Proses pengolahan yang tepat sangat penting untuk menjaga kestabilan zat aktif dan efektivitas farmakologis dari simplisia meniran. Dengan perlakuan pascapanen yang baik, kualitas simplisia dapat dipertahankan sehingga memberikan khasiat maksimal bagi pengobatan tradisional maupun formulasi sediaan herbal modern.
Daftar Pustaka:
Kementerian Kesehatan RI. (2017). Farmakope Herbal Indonesia Edisi II. Jakarta: Kementerian Kesehatan Republik Indonesia.

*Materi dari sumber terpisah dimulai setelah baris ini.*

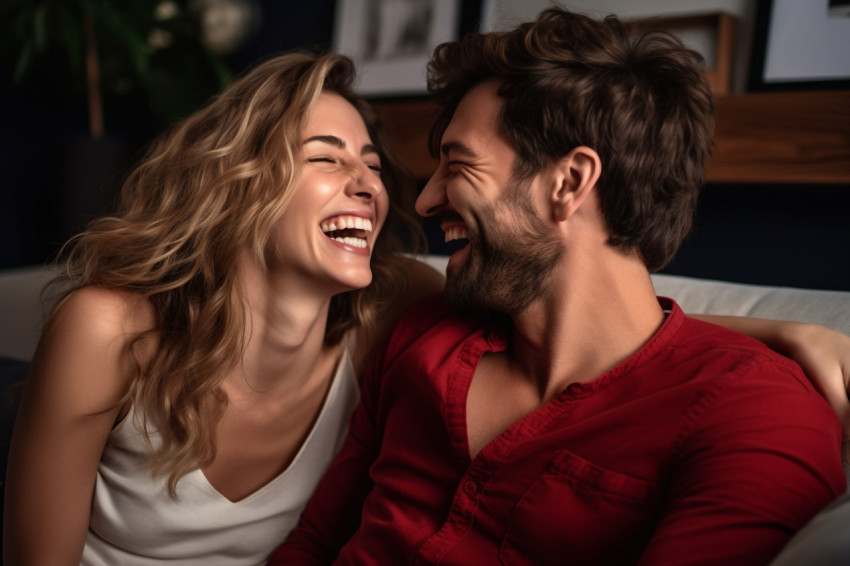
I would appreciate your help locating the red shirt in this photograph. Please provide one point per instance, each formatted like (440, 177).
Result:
(704, 447)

Hariana, A. (2008). Tumbuhan Obat dan Khasiatnya. Jakarta: Penebar Swadaya.Santos, R. V., et al. (2019). “Pharmacological properties and therapeutic potential of Phyllanthus niruri: A review.” Journal of Pharmacy and Pharmacology, 71(12), 1731–1749.
Santos, R. V., et al. (2019). “Pharmacological properties and therapeutic potential of Phyllanthus niruri: A review.” Journal of Pharmacy and Pharmacology, 71(12), 1731–1749.